Other results from the survey are not as optimistic. Question one of the survey listed a number of different historical documents, and asked respondents to indicate which they had heard of before taking part in the survey. According to the results, 65% of respondents had heard of the Australian Constitution, 53% had heard of Magna Carta, and only a slim 14% had heard of the Statute of Westminster (1931). When one remembers that the threshold was merely having heard of these documents, it is a very disappointing result, and a damning indictment on the education system in this country.

The Australian Constitution, passed in 1900, provided for the federation of the British colonies on the Australian continent to form a unified nation. Indeed, Australia would not exist, but for the Constitution. The Statute of Westminster (1931), which Australia signed in 1942, provided that the British parliament could no longer pass laws which would bind Australia.
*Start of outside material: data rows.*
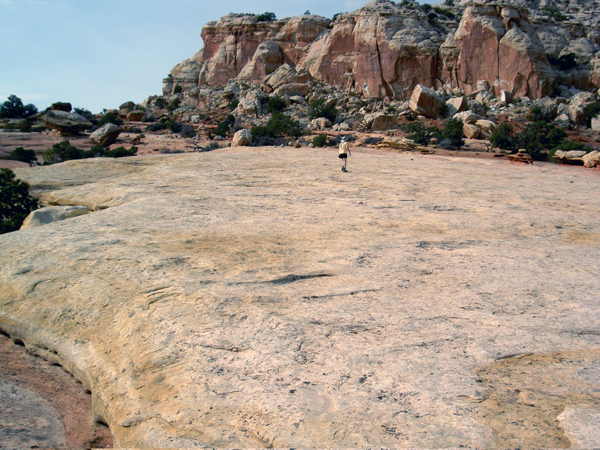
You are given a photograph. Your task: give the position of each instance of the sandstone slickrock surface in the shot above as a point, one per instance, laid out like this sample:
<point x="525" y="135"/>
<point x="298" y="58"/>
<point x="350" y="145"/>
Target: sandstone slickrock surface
<point x="385" y="49"/>
<point x="261" y="297"/>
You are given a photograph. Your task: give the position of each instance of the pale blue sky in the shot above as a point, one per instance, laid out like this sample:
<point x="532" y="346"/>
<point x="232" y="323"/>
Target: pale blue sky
<point x="99" y="54"/>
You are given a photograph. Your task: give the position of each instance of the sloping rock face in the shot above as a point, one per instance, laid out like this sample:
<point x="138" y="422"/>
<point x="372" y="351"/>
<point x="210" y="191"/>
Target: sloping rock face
<point x="497" y="44"/>
<point x="385" y="49"/>
<point x="210" y="299"/>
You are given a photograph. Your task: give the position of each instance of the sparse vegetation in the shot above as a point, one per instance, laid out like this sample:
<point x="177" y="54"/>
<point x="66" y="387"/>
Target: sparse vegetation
<point x="223" y="128"/>
<point x="275" y="104"/>
<point x="421" y="134"/>
<point x="321" y="108"/>
<point x="15" y="201"/>
<point x="64" y="151"/>
<point x="278" y="125"/>
<point x="24" y="155"/>
<point x="110" y="117"/>
<point x="320" y="140"/>
<point x="13" y="108"/>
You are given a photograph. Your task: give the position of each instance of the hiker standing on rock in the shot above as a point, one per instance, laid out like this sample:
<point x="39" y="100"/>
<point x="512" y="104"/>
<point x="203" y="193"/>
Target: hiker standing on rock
<point x="344" y="153"/>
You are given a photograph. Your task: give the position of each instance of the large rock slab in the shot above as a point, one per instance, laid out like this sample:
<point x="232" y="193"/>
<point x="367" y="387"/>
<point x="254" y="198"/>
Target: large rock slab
<point x="68" y="124"/>
<point x="262" y="298"/>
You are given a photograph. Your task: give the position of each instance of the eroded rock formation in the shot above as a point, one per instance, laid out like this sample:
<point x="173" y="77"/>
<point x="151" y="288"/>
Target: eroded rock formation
<point x="385" y="49"/>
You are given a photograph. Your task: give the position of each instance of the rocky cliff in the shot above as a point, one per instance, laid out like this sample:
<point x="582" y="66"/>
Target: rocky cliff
<point x="385" y="49"/>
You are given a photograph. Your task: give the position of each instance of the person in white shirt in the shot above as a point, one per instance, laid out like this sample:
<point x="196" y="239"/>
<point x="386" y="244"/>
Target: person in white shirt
<point x="344" y="153"/>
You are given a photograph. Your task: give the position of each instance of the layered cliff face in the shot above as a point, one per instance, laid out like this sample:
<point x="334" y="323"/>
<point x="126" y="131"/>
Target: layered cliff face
<point x="385" y="49"/>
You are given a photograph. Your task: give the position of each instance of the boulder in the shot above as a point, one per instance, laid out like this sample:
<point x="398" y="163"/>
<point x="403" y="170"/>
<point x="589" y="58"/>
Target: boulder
<point x="49" y="214"/>
<point x="487" y="126"/>
<point x="471" y="131"/>
<point x="456" y="105"/>
<point x="68" y="124"/>
<point x="382" y="122"/>
<point x="290" y="89"/>
<point x="135" y="116"/>
<point x="577" y="104"/>
<point x="106" y="134"/>
<point x="426" y="102"/>
<point x="242" y="138"/>
<point x="506" y="96"/>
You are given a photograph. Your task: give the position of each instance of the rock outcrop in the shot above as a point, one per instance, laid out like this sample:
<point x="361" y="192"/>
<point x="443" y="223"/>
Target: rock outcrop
<point x="385" y="49"/>
<point x="68" y="124"/>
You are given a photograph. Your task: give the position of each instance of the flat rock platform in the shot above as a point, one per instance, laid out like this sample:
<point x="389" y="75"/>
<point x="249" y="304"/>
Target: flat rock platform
<point x="260" y="297"/>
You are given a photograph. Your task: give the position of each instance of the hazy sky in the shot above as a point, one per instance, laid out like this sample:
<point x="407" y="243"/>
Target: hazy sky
<point x="100" y="53"/>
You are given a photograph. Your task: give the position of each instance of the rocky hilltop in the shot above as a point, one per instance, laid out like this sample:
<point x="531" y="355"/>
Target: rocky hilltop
<point x="385" y="49"/>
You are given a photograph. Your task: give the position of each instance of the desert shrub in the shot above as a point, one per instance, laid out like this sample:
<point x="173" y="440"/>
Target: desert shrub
<point x="266" y="17"/>
<point x="223" y="128"/>
<point x="320" y="108"/>
<point x="444" y="12"/>
<point x="503" y="137"/>
<point x="25" y="126"/>
<point x="110" y="117"/>
<point x="540" y="139"/>
<point x="453" y="131"/>
<point x="275" y="104"/>
<point x="62" y="151"/>
<point x="565" y="62"/>
<point x="539" y="114"/>
<point x="160" y="102"/>
<point x="24" y="155"/>
<point x="173" y="126"/>
<point x="15" y="201"/>
<point x="87" y="114"/>
<point x="175" y="103"/>
<point x="320" y="140"/>
<point x="157" y="126"/>
<point x="421" y="134"/>
<point x="13" y="108"/>
<point x="591" y="111"/>
<point x="187" y="131"/>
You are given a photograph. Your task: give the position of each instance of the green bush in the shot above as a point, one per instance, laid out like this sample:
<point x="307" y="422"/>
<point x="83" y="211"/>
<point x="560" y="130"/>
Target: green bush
<point x="175" y="103"/>
<point x="320" y="140"/>
<point x="421" y="134"/>
<point x="15" y="201"/>
<point x="24" y="155"/>
<point x="278" y="125"/>
<point x="320" y="108"/>
<point x="275" y="104"/>
<point x="591" y="111"/>
<point x="503" y="137"/>
<point x="13" y="108"/>
<point x="110" y="117"/>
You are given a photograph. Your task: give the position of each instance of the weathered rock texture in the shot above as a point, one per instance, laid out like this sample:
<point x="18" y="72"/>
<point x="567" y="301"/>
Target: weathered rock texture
<point x="261" y="297"/>
<point x="385" y="49"/>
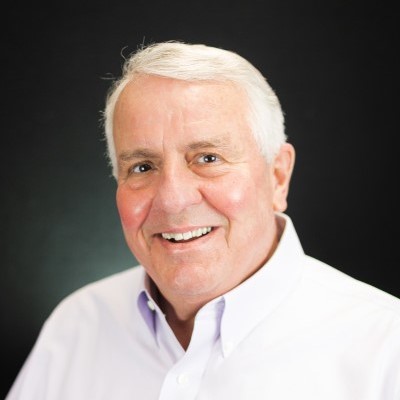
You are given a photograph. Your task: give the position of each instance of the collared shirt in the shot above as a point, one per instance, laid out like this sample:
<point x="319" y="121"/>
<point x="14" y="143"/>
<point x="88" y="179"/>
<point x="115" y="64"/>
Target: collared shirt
<point x="296" y="329"/>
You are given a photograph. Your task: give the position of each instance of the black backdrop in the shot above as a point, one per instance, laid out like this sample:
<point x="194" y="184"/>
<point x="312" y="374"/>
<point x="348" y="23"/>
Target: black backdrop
<point x="334" y="66"/>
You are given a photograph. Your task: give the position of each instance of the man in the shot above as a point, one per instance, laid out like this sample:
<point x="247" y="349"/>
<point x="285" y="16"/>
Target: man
<point x="225" y="304"/>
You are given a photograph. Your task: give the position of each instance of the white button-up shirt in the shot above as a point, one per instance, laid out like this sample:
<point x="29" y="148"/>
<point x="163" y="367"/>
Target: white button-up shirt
<point x="297" y="329"/>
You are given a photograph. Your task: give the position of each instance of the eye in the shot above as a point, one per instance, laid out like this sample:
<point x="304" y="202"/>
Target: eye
<point x="140" y="168"/>
<point x="208" y="159"/>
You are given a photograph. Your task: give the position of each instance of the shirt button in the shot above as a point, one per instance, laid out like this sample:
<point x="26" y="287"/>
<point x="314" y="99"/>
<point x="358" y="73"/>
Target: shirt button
<point x="151" y="305"/>
<point x="228" y="347"/>
<point x="182" y="379"/>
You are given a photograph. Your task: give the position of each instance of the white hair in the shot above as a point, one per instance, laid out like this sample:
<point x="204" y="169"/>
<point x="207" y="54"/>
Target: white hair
<point x="198" y="62"/>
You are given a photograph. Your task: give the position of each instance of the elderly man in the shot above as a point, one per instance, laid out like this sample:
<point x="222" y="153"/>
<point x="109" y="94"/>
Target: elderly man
<point x="225" y="304"/>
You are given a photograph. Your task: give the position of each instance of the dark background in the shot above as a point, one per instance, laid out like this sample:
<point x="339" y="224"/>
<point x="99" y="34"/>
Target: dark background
<point x="334" y="67"/>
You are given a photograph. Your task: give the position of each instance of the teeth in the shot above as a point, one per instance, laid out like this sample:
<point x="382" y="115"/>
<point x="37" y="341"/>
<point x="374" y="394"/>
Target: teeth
<point x="187" y="235"/>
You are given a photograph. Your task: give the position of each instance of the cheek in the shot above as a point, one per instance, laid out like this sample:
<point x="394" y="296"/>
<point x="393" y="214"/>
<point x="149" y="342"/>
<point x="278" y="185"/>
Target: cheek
<point x="239" y="198"/>
<point x="132" y="207"/>
<point x="231" y="197"/>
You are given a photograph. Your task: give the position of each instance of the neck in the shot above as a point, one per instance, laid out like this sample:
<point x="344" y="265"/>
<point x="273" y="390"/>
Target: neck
<point x="180" y="318"/>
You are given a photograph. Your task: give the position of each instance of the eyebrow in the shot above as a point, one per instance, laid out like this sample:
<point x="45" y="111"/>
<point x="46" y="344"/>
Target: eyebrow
<point x="138" y="153"/>
<point x="223" y="142"/>
<point x="142" y="153"/>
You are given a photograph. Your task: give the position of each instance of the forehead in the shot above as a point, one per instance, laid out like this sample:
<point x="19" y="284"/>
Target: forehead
<point x="155" y="108"/>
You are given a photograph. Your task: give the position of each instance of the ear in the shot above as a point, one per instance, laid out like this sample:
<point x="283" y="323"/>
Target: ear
<point x="282" y="169"/>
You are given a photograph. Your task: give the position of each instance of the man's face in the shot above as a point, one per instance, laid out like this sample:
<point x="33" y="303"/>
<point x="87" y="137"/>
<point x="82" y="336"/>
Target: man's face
<point x="195" y="196"/>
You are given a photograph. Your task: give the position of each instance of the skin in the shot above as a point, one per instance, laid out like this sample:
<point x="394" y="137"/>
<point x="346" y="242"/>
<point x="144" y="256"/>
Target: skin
<point x="187" y="160"/>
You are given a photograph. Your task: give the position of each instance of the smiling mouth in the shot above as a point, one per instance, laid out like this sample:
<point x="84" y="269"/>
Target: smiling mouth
<point x="186" y="236"/>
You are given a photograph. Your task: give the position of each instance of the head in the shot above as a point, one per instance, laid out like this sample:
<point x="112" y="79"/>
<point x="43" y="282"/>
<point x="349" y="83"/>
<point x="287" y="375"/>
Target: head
<point x="197" y="62"/>
<point x="202" y="166"/>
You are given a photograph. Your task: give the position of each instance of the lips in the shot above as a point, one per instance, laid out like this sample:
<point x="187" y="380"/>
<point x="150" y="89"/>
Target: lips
<point x="185" y="236"/>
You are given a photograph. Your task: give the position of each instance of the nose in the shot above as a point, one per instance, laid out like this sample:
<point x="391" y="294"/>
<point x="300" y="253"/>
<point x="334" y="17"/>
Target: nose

Its effect was to make Australia a sovereign nation. That only 65% and 14% are aware of these documents is disturbing.

Finally, the signing of the Magna Carta in 1215 is a fundamentally important historical event which established (or re-established) the rule of law in mediaeval England. Its principles, such as the freedom from arbitrary arrest and to be governed by the law of the land (or the common law), permeate our modern democracy. A lack of awareness of these principles, and where they come from, makes it easier for those in power to dishonour them.

See the poll results from Australia, and other countries, here.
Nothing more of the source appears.